Not many things will increase the performance of an existing system as much as GPU, CPU and SSD. KitGuru spends a lot of time in the Lab looking at this kind of thing, so we know what we're talking about. While every PC has some form of CPU and GPU, how many of us will be buying the third part of the (un)Holy Trinity in 2010?

Over the past few weeks KitGuru has been trawling the bars around every major SSD vendor, hoping to catch some kind of figure about the size of the UK market for 2011. It's been dirty work, but someone has to do it, because you – the KitGuru reader – want to know. You demand market knowledge so, damn it, we're gonna supply!

After cross-referencing with a few experts, we're now prepared to put our marker in the ground.

120,000 SSDs will ship in the UK in 2011, not including those already present in PCs and notebooks when they arrive pre-assembled in the country.

No wishy-washy opinions around here. No half-baked guesses. Solid flag planting continues. KitGuru predicts without fear or favour.

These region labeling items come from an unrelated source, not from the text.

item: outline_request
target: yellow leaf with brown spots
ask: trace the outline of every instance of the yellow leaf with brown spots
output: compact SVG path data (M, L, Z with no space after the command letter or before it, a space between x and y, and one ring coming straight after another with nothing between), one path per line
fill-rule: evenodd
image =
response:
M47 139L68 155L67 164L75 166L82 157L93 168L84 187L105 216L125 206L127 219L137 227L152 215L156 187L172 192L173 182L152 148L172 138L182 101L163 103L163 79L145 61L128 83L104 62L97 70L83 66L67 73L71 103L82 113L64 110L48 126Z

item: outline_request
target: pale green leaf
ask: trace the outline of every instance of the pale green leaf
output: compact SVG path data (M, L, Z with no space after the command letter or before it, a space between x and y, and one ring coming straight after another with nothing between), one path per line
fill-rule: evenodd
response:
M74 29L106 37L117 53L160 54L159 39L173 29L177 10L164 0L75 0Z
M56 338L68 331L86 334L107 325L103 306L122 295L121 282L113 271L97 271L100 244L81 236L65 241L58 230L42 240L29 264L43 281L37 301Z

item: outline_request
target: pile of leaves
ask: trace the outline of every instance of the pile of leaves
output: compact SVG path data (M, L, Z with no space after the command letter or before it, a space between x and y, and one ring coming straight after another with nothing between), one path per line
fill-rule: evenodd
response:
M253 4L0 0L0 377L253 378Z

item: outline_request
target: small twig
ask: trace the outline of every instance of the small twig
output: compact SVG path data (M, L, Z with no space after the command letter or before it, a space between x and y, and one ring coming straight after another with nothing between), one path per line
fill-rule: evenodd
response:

We're talking about SSDs that might reasonably move through the UK channel. By channel, we mean from the time a product arrives from a manufacturer into a UK distributor/reseller and then onto a customer (that's you).

So the next question, naturally, is “How much money is in that market, what's that market worth?”

This will change with the advent of the next-gen drives around October. As the world's biggest plants move to the next process (i.e. shrinking the technology to allow more memory in the same space, and at the same price), you will see a price drop of around 33% per product.  Also, we'd expect most SSD products that sell into the UK will be toward the budget/value end of the market.

KitGuru's own hands-on, experiential testing has shown that 64-80GB is the sweet spot. Smaller than that is a pain, unless you are using something like a pair of 40GB Intel X25 drives strictly for ultra-fast booting. Right now, 64GB drives are around £120 and the 80GB drives are around £150. The average of £120 and £150 is £135. The rest of the sales in the market will pull that figure up, so let's say that the existing price for an average drive is around £150. After the new technology comes to market, we'll see the existing average drop to around £100.

Each new SSD on the market seems to arrive with enough fire power to kill off all previous competitors

That gives us a market of around £12m. Even if we push it up for enterprise drives etc, the local UK SSD market is still unlikely to be worth more than £15-20m in 2011. That's probably less than 1/6th of the value of the local graphics market.

Otellini's coming and he's coming harder than ever

Once Intel ramps up the 22nm products for sale in the last quarter of this year, you can expect (a) the turbo button to be pressed on performance and (b) a price war that will make Mr Pink's shirt look like a walk in the park.

KitGuru says: New technologies breaking through is all about the tipping-point. Up to a certain price point, there is little demand and everyone sees it as a luxury. Once a tipping-point price has been hit, then everyone sees it as a must-have and volume shoots up. With SSD, that's probably going to be either 64GB drives for £49 ($75) or 160GB for £99 ($150). That's what we think.